PTfS25: Question regarding 2c assignment 4.

Hello,

I'm trying to build an intuitive understanding of how memory traffic works for each element a[j][i] in a tiled outer product when non-temporal stores are disallowed.
In the first instance, we create the matrix A, we then store it in L2. (L1 -> L2). (this is not part of the loop, so I suppose this can be ignored?)
Next, we want to write to the matrix, after the computation. So first we need to read before we write, (L2 -> L1).
We conclude that we can write, so we write (L1 -> L2).
We do this for every element of the matrix/tile, and I suppose we only do write back to memory after that (L2 -> L3 -> Mem), or do we do that in an intermediate stage as well?

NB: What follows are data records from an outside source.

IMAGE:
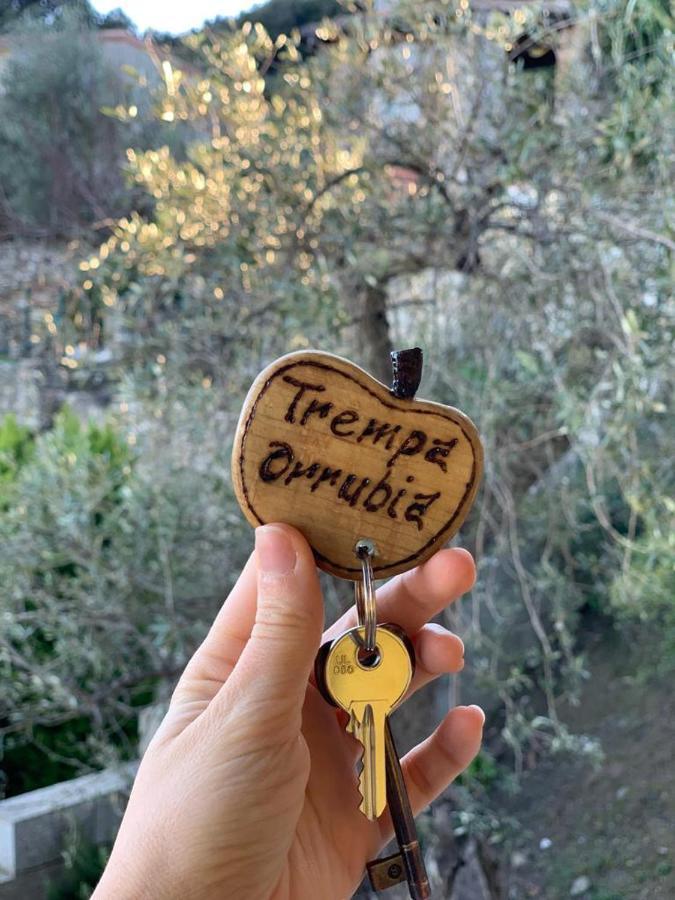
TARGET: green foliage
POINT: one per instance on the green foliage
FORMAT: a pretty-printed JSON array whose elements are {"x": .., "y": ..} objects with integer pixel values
[
  {"x": 282, "y": 16},
  {"x": 518, "y": 227},
  {"x": 84, "y": 864},
  {"x": 109, "y": 559},
  {"x": 16, "y": 444},
  {"x": 60, "y": 157}
]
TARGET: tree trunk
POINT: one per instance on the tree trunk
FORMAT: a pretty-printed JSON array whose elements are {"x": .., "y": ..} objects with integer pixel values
[{"x": 372, "y": 340}]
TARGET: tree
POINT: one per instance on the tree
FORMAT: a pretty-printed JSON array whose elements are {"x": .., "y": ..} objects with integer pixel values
[{"x": 60, "y": 156}]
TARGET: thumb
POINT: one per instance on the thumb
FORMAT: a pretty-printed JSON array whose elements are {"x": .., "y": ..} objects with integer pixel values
[{"x": 276, "y": 662}]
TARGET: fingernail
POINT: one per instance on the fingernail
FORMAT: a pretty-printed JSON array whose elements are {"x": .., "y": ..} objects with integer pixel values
[
  {"x": 478, "y": 709},
  {"x": 274, "y": 550}
]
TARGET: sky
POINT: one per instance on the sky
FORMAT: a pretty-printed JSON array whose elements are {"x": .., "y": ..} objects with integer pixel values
[{"x": 173, "y": 15}]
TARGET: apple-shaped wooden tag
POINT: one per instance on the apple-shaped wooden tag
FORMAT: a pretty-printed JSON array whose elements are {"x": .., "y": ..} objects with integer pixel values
[{"x": 323, "y": 446}]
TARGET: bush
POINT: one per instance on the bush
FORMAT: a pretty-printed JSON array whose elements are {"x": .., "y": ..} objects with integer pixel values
[
  {"x": 60, "y": 156},
  {"x": 106, "y": 557}
]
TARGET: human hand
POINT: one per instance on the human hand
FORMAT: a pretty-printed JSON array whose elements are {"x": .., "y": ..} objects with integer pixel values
[{"x": 248, "y": 788}]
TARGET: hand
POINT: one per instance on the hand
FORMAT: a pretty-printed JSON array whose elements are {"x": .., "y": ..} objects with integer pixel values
[{"x": 248, "y": 789}]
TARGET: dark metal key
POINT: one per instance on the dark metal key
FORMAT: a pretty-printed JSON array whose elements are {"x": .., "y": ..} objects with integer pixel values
[{"x": 408, "y": 863}]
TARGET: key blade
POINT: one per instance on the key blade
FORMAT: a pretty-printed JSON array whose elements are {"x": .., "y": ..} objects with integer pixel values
[
  {"x": 368, "y": 778},
  {"x": 373, "y": 778}
]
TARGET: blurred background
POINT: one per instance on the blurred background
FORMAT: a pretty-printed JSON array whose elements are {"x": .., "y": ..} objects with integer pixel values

With this methodology, I find the following traffic
3 times L1 traffic of 8 B
4 times L2 traffic of 8 B
1 time L3 traffic of 8 B
1 time L3 traffic of 8 B

Which I think captures the essence of what we are trying to do, letting the storage take place as close as possible to the CPU. But I am doubting whether how I should take the initialisation of the matrix A into account here. I could not find a slide from the lecture that clearly gets into this sort of analysis, so I was wondering if there is a resource available to better develop my intuition on these type of analyses.

Thank you in advance.
Thies

Re: Question regarding 2c assignment 4.

by Georg Hager - Thursday, 5 June 2025, 10:10 AM

When analyzing such codes, think about the steady state. Data streams in and out of the core from/to the memory hierarchy. Startup effects (i.e., how do the first elements of the data structures come into the CPU) are ignored. A large data structure that is updated will be read from memory and written back to memory eventually. A smaller data structure that fits into some cache may be reused from there (if there is actually reuse).

Think of the CPU as a data pump, not as a machine with cogwheels ticking away.

Hope this helps,

Georg.